Pensai: mia figlia pesa 40kg e ha già pronti i suoi 100 kg di esplosivo. Facciamo un altro tentativo e andiamo avanti col progetto.

Qual è la forza dei giovani studenti Europei di oggi?

I ragazzi hanno delle ricchezze che solo a volerle vedere sono enormi. Trovano il punto comune di intesa meravigliosamente. Hanno fatto delle associazioni, alcune fra studenti della stessa materia, altre tra studenti di qualsiasi materia.
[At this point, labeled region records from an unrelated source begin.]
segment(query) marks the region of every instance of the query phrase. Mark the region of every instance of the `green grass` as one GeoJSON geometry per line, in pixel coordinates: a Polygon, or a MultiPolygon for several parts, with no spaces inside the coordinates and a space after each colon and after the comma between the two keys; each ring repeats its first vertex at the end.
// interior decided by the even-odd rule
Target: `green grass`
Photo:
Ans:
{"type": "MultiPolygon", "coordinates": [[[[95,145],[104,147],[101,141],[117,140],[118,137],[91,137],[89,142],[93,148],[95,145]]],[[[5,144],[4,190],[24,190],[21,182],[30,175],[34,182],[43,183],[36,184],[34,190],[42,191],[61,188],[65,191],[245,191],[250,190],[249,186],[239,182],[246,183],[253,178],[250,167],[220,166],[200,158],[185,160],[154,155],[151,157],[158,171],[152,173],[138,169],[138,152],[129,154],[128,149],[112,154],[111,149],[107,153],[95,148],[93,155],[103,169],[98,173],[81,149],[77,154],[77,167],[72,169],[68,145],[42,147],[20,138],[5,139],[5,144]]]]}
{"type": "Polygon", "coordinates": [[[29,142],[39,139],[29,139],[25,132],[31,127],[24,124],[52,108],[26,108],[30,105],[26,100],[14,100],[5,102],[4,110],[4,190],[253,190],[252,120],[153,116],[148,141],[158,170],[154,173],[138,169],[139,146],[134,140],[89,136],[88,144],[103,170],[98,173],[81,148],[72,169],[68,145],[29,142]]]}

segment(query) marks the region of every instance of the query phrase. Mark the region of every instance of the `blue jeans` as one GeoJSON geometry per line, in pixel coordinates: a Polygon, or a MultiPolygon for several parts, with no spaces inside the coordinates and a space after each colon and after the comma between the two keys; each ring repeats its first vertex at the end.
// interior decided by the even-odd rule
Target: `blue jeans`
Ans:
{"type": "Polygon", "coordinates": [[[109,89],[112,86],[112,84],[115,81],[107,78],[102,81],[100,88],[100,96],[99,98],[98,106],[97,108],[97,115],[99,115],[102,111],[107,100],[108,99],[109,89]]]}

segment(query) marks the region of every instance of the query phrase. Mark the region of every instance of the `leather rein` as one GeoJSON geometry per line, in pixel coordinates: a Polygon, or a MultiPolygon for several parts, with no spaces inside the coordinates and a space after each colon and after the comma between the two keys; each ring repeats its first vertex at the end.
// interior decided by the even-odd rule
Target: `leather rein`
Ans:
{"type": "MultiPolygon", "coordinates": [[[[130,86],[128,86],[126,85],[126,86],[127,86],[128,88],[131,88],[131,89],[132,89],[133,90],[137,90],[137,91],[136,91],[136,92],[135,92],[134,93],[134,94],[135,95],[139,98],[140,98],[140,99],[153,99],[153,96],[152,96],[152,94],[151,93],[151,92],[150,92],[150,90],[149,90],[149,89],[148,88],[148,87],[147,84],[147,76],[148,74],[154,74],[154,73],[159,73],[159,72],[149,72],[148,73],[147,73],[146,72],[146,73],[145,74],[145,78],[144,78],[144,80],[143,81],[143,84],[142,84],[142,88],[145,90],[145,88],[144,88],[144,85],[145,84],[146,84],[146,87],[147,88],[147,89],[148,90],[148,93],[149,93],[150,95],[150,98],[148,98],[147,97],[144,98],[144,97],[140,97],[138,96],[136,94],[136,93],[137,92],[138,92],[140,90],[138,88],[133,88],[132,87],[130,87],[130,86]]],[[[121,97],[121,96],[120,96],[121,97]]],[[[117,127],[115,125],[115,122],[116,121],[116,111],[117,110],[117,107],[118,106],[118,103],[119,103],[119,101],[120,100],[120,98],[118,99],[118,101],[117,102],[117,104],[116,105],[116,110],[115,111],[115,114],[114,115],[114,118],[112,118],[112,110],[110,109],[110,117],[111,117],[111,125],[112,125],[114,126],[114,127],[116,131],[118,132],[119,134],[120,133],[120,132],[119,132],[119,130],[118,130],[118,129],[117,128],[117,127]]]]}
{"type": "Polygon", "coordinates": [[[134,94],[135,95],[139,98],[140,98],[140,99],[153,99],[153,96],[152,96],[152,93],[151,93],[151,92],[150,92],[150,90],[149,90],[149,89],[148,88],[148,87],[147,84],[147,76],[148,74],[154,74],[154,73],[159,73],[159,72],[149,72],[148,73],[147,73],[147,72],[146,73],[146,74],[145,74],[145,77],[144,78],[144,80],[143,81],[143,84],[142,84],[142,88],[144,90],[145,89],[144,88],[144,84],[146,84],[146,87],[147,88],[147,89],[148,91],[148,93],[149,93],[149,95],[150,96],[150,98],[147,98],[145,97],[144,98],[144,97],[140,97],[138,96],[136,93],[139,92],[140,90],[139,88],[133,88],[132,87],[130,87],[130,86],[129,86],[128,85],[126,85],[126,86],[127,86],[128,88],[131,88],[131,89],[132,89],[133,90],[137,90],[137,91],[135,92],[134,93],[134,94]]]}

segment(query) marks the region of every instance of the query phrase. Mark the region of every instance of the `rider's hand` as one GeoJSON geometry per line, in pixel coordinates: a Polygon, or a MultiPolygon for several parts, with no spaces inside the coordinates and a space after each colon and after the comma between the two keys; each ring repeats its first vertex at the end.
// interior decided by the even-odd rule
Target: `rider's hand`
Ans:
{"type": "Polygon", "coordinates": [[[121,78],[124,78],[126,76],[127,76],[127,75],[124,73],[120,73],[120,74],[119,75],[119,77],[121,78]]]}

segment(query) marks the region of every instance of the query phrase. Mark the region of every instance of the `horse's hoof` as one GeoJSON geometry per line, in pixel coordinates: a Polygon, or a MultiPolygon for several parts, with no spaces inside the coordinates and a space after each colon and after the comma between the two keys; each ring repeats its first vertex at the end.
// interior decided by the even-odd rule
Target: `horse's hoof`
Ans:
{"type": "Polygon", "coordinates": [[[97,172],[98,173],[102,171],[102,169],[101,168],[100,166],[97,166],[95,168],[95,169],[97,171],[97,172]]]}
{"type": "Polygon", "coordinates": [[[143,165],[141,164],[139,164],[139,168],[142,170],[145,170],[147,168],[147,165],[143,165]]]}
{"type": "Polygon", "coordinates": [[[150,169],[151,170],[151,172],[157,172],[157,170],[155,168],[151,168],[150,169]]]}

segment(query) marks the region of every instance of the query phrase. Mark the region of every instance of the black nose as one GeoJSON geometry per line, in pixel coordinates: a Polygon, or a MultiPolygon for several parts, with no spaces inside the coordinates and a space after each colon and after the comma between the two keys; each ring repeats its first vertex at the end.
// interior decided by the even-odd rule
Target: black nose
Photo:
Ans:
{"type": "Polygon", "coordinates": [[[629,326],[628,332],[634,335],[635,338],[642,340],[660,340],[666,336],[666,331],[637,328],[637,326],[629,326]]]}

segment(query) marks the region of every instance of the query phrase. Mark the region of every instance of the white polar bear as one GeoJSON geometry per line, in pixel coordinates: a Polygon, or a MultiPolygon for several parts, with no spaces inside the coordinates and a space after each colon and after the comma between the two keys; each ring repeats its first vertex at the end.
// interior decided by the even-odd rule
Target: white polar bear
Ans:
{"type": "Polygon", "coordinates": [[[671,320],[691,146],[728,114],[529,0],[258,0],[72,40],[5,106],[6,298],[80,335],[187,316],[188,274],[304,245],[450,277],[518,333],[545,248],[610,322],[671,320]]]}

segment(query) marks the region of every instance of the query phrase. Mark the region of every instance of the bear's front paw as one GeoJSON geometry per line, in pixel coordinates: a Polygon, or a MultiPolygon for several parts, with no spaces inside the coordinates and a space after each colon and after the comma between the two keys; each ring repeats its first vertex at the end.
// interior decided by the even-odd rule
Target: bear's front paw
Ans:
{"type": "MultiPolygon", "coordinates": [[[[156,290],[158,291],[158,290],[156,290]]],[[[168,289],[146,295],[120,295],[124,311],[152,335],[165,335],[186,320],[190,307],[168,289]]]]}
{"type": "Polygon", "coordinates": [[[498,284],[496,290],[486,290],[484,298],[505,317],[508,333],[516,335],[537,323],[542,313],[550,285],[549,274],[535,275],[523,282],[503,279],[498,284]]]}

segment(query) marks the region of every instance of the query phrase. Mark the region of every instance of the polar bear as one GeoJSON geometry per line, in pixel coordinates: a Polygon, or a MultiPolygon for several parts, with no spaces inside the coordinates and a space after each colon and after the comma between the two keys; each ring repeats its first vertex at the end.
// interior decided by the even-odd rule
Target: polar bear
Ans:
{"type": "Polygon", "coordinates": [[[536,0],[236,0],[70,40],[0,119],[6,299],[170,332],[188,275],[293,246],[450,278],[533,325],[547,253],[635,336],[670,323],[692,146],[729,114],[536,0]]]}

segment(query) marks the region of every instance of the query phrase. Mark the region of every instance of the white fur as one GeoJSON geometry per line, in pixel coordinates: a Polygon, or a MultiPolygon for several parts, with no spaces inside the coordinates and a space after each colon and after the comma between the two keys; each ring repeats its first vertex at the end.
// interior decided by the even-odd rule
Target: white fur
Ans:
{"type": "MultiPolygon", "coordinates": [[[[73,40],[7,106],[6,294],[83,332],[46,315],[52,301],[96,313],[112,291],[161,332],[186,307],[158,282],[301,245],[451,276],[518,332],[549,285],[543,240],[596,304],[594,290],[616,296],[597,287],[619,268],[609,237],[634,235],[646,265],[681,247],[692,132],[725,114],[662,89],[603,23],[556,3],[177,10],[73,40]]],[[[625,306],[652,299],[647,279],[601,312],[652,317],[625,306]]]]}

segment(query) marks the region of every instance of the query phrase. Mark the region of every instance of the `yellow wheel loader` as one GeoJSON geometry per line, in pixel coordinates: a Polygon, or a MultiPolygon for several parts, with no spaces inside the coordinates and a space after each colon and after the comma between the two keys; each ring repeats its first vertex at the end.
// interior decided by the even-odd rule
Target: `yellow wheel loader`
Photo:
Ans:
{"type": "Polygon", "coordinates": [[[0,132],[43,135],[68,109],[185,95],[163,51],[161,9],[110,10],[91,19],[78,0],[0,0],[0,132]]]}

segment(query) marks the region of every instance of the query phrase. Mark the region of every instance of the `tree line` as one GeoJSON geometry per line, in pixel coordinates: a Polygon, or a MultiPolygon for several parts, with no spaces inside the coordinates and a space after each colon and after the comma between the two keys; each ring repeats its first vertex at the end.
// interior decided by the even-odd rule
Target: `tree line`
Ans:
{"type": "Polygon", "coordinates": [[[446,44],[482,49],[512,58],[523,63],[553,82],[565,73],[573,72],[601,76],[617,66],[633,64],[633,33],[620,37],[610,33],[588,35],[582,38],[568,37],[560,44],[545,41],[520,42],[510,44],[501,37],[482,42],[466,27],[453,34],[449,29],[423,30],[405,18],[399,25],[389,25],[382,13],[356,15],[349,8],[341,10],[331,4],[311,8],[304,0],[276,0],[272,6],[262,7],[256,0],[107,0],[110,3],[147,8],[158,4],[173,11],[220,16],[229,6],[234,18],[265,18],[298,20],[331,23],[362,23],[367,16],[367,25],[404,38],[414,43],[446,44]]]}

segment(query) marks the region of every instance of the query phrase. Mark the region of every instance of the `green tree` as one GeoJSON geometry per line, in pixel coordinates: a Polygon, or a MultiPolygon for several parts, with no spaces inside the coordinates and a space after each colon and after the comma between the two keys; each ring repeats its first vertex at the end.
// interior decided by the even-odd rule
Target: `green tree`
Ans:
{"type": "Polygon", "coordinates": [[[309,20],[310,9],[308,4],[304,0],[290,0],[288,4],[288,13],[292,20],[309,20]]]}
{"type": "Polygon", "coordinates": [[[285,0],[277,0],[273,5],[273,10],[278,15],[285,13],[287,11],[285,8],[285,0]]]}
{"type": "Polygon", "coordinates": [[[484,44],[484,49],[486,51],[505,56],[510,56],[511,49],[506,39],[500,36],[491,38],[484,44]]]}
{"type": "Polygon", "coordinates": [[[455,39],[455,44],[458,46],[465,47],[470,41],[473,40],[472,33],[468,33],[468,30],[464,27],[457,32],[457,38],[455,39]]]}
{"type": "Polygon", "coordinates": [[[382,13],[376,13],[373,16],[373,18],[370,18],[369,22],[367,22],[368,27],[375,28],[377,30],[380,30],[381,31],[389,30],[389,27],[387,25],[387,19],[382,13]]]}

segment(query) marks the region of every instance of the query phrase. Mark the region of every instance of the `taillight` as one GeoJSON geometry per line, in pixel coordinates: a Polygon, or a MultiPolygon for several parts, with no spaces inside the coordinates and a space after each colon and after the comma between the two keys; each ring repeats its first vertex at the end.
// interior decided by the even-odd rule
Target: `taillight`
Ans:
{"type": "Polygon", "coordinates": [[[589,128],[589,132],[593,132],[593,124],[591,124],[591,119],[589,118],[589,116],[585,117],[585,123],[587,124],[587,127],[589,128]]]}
Fanno convegni e incontri in qualunque parte dell’Europa.

Cosa pensa dell’Europa che oggi alza muri e barriere e qual è il ruolo dei giovani?

I ragazzi non sono a rimorchio degli adulti, vanno avanti in base alle risorse e alla creatività loro. C’è una cosa su cui occorre riflettere: l’Europa non è perfetta, ma è una cosa umana, e tra le cose umane non c’è nulla che sia perfetto. Anche la democrazia non lo è. Le cose umane difettose si cerca di migliorarle, ma non si buttano via. Io preferisco che siano lenti in Parlamento o che litighino, anche in modo indecoroso, rispetto a una dittatura o a una monarchia.

Il mondo è dei giovani?

Assolutamente sì. Dai loro un piccolo aiuto e loro fioriscono, come le piante.

E cosa serve per fiorire?

Bisogna andare in Erasmus. Come dice quel detto “per diventare adulti bisogna uccidere il padre”. Ovviamente non è da prendere alla lettera, ma l’ Erasmus aiuta ad emanciparsi dal padre senza assassinarlo.

Ho parlato con tante persone che hanno riscontrato il grande cambiamento che subentra in una persona che intraprende l’Erasmus. È un’esperienza che cambia tutto.

In Europa ci sono già più di un milione di bambini nati da matrimoni Erasmus, se ne accorse Umberto Eco. A una conferenza un’erasmiana mi venne incontro con un bel pancione davanti e mi disse: “se nasce femmina, la chiamo Sofia”.